Paciência tem sido a palavra-chave para suportar toda e qualquer onda de sentimentos negativos, mas ela é traiçoeira. Traiçoeira porque quanto mais você força para ser paciente e não externaliza sua angústia, mais estressado e desesperado você fica. E aquela sensação de que iria ser feliz tão brevemente, torna-se apenas mais um desejo que está longe de se realizar.

Encontrar forças ou motivações para me fazer seguir em frente tem sido uma tarefa difícil. De que adianta estar em um novo lugar, rodeado de novas pessoas, com vários locais para explorar, se toda vez que acordo ou chego em casa sou capturado pela angústia e pela sensação de "o que é que estou fazendo aqui?". É nessas horas que passamos a dar mais valor ao que já tínhamos - nossos pais, nosso bichinho de estimação, nossa casa, nossa própria cama, nosso cantinho confortante e amigos que estavam perto mas que mantínhamos à distância por conta da zona de conforto.  

O que fazer para buscar motivações novas sem ter sua autonomia limitada? O que fazer para sair dessa zona de desconforto? Como ser grato sem estar realmente feliz?

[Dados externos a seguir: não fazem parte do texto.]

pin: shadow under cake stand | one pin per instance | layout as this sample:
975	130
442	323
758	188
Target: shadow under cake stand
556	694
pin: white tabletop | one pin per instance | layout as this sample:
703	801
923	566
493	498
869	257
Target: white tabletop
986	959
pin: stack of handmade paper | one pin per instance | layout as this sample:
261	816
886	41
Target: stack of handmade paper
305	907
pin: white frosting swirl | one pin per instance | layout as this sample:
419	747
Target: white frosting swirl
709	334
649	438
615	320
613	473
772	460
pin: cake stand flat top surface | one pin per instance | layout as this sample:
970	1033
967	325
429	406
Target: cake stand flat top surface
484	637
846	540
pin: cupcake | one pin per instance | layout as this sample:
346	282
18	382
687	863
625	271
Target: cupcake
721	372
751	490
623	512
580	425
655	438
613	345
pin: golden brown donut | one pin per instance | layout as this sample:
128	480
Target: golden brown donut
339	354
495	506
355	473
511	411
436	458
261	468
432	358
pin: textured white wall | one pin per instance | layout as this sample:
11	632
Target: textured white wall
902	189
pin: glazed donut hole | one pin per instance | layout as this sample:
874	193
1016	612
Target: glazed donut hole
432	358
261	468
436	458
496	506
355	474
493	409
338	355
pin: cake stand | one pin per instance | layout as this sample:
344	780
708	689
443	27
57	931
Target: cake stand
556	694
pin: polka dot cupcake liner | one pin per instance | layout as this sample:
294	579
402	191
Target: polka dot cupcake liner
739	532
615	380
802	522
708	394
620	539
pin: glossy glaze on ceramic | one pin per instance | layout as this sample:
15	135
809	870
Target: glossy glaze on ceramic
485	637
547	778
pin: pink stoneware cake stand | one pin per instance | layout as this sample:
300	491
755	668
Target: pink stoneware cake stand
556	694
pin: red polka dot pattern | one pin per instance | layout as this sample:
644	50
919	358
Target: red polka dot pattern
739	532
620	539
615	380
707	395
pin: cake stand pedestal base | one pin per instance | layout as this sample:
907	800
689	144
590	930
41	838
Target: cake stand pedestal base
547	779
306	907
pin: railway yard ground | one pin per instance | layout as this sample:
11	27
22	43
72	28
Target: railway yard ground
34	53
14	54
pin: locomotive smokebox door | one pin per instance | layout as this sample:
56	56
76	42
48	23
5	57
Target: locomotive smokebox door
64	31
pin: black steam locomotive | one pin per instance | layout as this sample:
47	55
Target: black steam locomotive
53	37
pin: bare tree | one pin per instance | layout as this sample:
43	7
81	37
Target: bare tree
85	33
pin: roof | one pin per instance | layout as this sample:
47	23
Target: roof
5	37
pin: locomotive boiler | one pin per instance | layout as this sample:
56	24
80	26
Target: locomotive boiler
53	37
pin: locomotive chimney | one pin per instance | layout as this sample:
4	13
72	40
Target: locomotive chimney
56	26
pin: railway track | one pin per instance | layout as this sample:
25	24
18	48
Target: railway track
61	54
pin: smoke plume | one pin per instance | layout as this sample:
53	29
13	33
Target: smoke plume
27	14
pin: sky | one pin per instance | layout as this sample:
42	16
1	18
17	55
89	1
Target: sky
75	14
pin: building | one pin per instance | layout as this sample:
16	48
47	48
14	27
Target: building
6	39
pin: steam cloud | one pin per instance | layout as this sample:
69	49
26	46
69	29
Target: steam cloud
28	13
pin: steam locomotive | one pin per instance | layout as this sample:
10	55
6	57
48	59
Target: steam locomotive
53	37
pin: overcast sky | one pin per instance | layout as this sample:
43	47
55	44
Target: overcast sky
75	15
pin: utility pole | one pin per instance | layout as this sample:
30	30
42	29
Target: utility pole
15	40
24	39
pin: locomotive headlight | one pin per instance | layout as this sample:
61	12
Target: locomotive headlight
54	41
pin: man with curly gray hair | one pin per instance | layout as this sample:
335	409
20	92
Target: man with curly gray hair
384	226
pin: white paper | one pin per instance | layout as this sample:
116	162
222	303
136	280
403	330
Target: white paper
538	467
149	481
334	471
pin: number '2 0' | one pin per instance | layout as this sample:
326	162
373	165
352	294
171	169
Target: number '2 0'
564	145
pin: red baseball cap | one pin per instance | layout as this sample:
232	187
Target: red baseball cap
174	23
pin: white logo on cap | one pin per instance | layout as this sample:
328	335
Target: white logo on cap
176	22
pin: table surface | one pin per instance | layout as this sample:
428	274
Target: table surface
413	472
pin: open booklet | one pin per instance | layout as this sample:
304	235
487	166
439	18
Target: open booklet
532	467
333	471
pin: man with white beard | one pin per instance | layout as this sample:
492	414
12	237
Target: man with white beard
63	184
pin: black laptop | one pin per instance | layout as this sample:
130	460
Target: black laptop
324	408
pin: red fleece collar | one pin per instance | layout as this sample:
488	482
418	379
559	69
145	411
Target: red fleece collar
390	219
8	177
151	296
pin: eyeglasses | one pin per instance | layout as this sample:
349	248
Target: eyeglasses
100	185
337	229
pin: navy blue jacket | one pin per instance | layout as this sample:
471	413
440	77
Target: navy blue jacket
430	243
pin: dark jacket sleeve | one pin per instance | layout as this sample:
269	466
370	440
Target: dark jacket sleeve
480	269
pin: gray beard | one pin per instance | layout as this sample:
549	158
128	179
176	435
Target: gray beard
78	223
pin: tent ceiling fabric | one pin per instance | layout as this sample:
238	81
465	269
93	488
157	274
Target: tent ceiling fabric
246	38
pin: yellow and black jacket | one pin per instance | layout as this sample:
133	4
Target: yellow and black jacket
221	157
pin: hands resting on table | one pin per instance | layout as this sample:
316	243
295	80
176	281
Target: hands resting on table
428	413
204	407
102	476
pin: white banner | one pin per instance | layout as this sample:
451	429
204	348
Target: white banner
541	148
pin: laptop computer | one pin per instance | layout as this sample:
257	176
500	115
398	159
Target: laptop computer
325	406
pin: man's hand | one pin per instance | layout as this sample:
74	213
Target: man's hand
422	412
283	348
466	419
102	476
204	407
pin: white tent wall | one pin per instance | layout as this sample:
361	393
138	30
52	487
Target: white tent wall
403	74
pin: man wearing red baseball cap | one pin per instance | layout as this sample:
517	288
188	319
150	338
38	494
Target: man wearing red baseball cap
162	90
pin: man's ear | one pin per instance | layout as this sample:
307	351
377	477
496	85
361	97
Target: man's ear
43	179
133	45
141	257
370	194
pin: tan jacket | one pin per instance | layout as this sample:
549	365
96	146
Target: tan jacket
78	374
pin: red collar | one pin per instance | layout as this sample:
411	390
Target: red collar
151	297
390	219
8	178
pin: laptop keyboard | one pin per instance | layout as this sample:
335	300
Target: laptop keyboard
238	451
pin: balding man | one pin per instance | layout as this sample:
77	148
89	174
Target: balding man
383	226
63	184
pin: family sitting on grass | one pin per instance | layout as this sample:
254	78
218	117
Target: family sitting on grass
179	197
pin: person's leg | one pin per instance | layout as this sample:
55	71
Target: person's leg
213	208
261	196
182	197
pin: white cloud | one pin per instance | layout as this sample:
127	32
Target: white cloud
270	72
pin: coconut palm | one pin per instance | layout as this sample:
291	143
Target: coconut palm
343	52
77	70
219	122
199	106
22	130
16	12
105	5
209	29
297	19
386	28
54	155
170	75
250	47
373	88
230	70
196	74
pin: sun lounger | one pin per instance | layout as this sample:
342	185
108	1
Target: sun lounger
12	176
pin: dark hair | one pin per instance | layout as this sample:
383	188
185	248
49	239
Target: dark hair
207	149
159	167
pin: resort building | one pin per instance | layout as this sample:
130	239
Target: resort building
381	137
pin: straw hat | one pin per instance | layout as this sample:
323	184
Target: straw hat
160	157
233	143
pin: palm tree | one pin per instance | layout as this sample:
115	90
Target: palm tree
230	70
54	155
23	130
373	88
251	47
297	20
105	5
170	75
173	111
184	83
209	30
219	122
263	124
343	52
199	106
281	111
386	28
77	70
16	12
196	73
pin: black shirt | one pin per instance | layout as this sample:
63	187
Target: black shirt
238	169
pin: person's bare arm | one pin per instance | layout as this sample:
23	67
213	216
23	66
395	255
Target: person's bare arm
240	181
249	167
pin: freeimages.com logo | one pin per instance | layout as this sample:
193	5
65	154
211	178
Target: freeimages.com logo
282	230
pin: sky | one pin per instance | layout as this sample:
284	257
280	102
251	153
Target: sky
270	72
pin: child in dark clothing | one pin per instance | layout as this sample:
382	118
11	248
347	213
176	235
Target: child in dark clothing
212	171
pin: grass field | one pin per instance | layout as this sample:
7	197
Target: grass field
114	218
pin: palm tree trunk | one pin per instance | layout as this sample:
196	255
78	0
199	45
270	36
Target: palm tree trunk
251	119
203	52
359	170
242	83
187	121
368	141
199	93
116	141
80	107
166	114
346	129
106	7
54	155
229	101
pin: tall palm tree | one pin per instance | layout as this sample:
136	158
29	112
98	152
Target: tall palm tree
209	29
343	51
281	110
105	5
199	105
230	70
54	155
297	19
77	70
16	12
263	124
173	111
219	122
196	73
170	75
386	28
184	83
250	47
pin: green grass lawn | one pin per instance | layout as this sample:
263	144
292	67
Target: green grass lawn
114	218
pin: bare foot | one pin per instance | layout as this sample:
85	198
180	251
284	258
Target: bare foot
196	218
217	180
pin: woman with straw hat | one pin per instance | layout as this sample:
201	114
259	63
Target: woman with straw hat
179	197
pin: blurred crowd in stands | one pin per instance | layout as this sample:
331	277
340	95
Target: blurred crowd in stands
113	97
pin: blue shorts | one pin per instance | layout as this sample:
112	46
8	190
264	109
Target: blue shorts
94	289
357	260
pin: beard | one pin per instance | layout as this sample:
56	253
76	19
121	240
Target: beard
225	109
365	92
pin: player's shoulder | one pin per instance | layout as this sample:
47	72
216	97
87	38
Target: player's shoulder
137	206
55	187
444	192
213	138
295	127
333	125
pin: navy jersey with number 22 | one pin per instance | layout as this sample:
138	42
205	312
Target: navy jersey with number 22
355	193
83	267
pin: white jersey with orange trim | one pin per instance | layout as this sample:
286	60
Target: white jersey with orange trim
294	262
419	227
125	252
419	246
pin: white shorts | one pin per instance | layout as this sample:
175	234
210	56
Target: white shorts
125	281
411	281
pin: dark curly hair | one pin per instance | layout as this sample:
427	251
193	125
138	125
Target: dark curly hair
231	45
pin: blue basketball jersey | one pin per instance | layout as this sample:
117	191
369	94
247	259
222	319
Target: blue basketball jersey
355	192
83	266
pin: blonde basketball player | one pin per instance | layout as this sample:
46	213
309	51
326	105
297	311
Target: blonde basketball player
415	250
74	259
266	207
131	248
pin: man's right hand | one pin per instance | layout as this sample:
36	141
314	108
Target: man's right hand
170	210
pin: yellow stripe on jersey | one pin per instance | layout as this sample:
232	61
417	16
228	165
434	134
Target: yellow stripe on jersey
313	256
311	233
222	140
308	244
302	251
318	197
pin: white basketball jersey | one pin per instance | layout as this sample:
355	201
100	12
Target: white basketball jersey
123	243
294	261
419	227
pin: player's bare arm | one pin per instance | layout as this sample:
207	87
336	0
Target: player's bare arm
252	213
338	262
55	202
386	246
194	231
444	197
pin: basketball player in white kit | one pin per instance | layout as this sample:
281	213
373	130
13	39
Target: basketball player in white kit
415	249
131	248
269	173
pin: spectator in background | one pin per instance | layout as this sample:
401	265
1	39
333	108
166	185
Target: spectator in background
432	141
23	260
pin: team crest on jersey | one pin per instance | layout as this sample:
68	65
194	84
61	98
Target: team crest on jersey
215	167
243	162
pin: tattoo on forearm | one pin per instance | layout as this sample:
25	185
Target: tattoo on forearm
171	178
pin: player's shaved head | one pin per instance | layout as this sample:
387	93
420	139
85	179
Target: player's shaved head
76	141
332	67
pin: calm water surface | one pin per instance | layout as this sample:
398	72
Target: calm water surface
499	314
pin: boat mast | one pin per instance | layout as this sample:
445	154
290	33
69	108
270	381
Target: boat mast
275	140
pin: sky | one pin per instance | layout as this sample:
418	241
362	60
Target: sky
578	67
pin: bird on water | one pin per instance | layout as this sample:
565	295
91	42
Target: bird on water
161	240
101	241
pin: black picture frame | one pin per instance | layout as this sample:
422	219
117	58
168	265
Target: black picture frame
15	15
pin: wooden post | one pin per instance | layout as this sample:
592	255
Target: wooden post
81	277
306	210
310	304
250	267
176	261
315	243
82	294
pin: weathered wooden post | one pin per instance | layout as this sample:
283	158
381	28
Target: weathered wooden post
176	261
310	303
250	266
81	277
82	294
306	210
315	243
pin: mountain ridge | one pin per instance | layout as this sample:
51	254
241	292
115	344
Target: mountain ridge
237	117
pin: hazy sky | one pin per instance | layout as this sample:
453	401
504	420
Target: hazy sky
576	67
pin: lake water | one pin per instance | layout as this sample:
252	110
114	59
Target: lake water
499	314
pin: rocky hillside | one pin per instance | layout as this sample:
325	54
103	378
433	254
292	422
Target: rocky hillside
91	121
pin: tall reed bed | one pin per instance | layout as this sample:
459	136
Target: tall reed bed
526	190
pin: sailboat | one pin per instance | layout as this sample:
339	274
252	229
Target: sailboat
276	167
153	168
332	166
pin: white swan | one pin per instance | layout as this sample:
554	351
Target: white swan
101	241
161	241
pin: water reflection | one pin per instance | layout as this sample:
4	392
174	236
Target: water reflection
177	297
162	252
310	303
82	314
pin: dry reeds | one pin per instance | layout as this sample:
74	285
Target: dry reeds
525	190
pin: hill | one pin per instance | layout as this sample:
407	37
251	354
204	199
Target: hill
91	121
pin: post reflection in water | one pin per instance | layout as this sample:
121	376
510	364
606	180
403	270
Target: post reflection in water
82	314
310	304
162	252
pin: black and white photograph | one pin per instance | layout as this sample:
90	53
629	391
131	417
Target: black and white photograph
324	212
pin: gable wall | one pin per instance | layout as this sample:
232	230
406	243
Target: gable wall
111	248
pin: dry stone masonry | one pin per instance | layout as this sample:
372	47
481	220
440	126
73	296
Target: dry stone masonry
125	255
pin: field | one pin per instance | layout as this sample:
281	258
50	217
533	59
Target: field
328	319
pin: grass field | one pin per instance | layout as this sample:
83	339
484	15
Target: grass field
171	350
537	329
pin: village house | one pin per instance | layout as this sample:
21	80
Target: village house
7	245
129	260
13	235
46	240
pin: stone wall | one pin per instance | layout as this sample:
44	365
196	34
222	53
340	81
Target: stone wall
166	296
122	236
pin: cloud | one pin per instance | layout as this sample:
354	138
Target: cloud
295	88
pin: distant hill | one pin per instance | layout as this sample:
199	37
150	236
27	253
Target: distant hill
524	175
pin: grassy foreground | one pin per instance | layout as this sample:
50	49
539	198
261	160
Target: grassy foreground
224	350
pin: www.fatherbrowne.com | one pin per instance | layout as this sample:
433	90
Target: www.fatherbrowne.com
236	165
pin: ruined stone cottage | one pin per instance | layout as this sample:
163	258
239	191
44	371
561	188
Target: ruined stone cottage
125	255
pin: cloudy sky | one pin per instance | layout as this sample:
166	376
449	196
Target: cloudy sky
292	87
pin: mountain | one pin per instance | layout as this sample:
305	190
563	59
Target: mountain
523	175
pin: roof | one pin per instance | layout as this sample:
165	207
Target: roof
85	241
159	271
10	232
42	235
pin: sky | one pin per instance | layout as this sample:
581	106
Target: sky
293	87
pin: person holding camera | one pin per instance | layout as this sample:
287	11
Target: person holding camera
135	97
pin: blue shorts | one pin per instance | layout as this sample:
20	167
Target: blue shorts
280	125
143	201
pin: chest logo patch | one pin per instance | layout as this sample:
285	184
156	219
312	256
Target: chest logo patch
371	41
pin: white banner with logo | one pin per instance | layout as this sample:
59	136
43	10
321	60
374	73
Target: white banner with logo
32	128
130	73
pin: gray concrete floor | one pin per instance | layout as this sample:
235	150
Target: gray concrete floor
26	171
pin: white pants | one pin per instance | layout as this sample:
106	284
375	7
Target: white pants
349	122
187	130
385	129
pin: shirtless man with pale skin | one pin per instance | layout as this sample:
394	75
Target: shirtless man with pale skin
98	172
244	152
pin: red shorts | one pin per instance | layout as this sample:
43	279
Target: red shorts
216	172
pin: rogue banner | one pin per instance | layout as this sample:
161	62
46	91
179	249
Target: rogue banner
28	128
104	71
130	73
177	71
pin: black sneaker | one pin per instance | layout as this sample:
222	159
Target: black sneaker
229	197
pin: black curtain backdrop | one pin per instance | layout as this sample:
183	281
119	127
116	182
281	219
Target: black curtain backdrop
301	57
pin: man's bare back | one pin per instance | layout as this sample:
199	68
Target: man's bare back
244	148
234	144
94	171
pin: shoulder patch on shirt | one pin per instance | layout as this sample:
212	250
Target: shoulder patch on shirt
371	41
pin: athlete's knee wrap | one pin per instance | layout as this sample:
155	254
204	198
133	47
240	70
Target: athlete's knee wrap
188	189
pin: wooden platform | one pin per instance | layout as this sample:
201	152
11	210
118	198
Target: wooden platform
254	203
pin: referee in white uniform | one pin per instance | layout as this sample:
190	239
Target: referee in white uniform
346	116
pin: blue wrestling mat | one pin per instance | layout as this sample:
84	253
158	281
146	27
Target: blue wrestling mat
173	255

O que antes parecia monótomo, agora parece ser uma válvula de escape.

Obs. sobre a foto: Essa imagem é de quanto estive em Brasília em 2013. Foi quando eu saí da minha zona de conforto e me senti liberto, com toda a autonomia que eu tenho direito. Mas aquele cone caído me representa atualmente, onde todos levam suas vidas, mas eu vivo em desordem. Poético, não?